While the masked autoencoding objective has been proposed a long time ago, it became prominent thanks to BERT. BERT is a language model that has been pre-trained on abundant unlabeled data from the web. During pre-training, the BERT model takes a sentence and masks some words. By masking words, BERT's objective is to predict the masked words as shown in Fig. 1.

Figure 1: BERT model pre-trained with masked language. Besides the masked language, BERT is pre-trained by other objectives (e.g., Next Sentence Prediction). Yet, these secondary objectives are dropped in this article to focus on masking inputs, i.e., words in a sentence or patches in an image.

BERT has been a success in natural language processing (NLP) as it eliminates the cost required to collect and annotate labeled datasets. Despite its success in NLP, replicating BERT for vision applications has been a challenge for the following three reasons:

The architecture gap between vision and NLP: while Transformers dominate NLP applications, CNNs used to dominate vision applications. Transformers’ blocks make it easier to mask an input unit (e.g., a set of random words). In contrast, CNNs process overlapping patches in images. This makes it unnatural to mask an input unit (e.g., a set of random pixels/patches).
The density difference between pixels and words: a single word — without context — delivers valuable information, while a single image pixel — without context — delivers nothing. To predict a masked word, a sophisticated language understanding is required. In contrast, it is trivial to predict a masked pixel from neighboring patches with little high-level understanding of parts, objects, and scenes.
Predicting words is technically trivial (e.g., using an MLP), but predicting pixels is computationally expensive — there are many pixels per image. Besides its computational complexity, predicting pixel values makes little sense! For instance, if the predicted image is shifted left or right by one pixel, the model would suffer a high loss despite getting the image semantics correctly. Also, if the model predicts the image semantics correctly but with wrong pixel values (a green apple instead of a yellow apple), the model would suffer a high loss unfairly.
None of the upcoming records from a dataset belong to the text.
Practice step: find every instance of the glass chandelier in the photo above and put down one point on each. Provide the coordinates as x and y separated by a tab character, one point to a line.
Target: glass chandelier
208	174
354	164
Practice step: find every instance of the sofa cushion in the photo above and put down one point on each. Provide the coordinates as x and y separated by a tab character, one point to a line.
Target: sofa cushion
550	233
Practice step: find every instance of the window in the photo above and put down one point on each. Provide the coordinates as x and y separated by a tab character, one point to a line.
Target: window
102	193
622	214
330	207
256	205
To tackle these three challenges, the paper

Uses a ViT model— a Transformer-based model — which has been gaining momentum in vision.
Masks a high portion of random patches. This reduces redundancy and creates a challenging self-supervisory task that requires a holistic understanding beyond low-level image statistics.
Leverages a lightweight decoder to reduce the computational complexity of predicting many pixels.

Fig. 2 presents the MAE architecture and highlights the paper’s key three ideas: (1) use a ViT encoder, (2) mask many patches, and (3) leverage a lightweight decoder.

Figure 2: The MAE architecture. During pre-training, a large random subset of image patches (e.g., 75%) is masked out. The encoder processes a small subset of visible patches. The full set of encoded patches and mask tokens is processed by a lightweight decoder that reconstructs the original image in pixels. After pre-training, the decoder is discarded and the encoder processes uncorrupted images (full sets of patches) for recognition tasks.

MAE uses the mean squared error (MSE) loss to predict the masked pixels. By reconstructing the pixel RGB values for each masked patch, MAE can produce RGB images that serve as a sanity check and deliver qualitative evaluation results as shown in Fig. 3.

Figure 3: Qualitative evaluation using COCO validation images and an ImageNet Pre-trained MAE. For each triplet, the left image shows the masked image, the middle image shows MAE’s reconstruction, and the right image shows the ground truth. Notice the reconstructions on the two right-most examples, which, although different from the ground truth, are semantically plausible. These two examples would incur a high RGB reconstruction loss unfairly.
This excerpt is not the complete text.